Marvel the GR8 has a pretty sweet feature spot in this track, but he’s never stepping on the toes of our main star, whose vocal presence lets us know right from the jump what kind of dominance he can issue against this backdrop.

There’s scarcely a moment that doesn’t have some kind of melodic underpinning here, and yet I don’t feel like I’m listening to something structured solely around a hook or, for that matter, some fleeting harmony starting with LeeBoy himself. He’s got the capacity to withstand a lot of additional componentry in this performance, but he doesn’t sound like a player who needs a lot of elemental distraction purely for the sake of preserving a simplistic flow at the microphone. Truth be told, I think he could do as well with “Get It” without the instrumentation as he does with it.

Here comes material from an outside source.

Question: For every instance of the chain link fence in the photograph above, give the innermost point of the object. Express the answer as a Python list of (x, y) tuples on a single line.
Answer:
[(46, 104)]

When we do get into the guts of the hook, I love that the organic swing of the rhythm backs up the melody rather than introducing something hard, cold, and ultimately too artificial to complement the unaugmented tonal presence of this vocal. You don’t have to be a professional critic to hear LeeBoy’s investment in the climax of this track – he’s hitting the fever pitch with the kind of adrenaline that I normally expect out of live performances exclusively, and if he were able to replicate the same force on stage that he’s utilizing so well in the studio here, it would be more than a good thing for his career (and anyone who wants to see him live, myself included).

The most provocative element of modern hip-hop is the tenacity of this generation’s emerging

underground scene, and if you ask me LeeBoy is doing a pretty good job of representing that moxie-packed circuit better than a lot of his peers are in this throwback to classic hip-hop bravado. While it’s markedly more decadent than what the standard is calling for among his peers in alternative rap, LeeBoy wants to break off something just a bit more familiar in this piece, and whether it’s his surprising drive or what he’s able to muster up with it lyrically speaking, I think most who are a little pickier about the hip-hop they consume will agree when I say his is quite the tight delivery in “Get It.”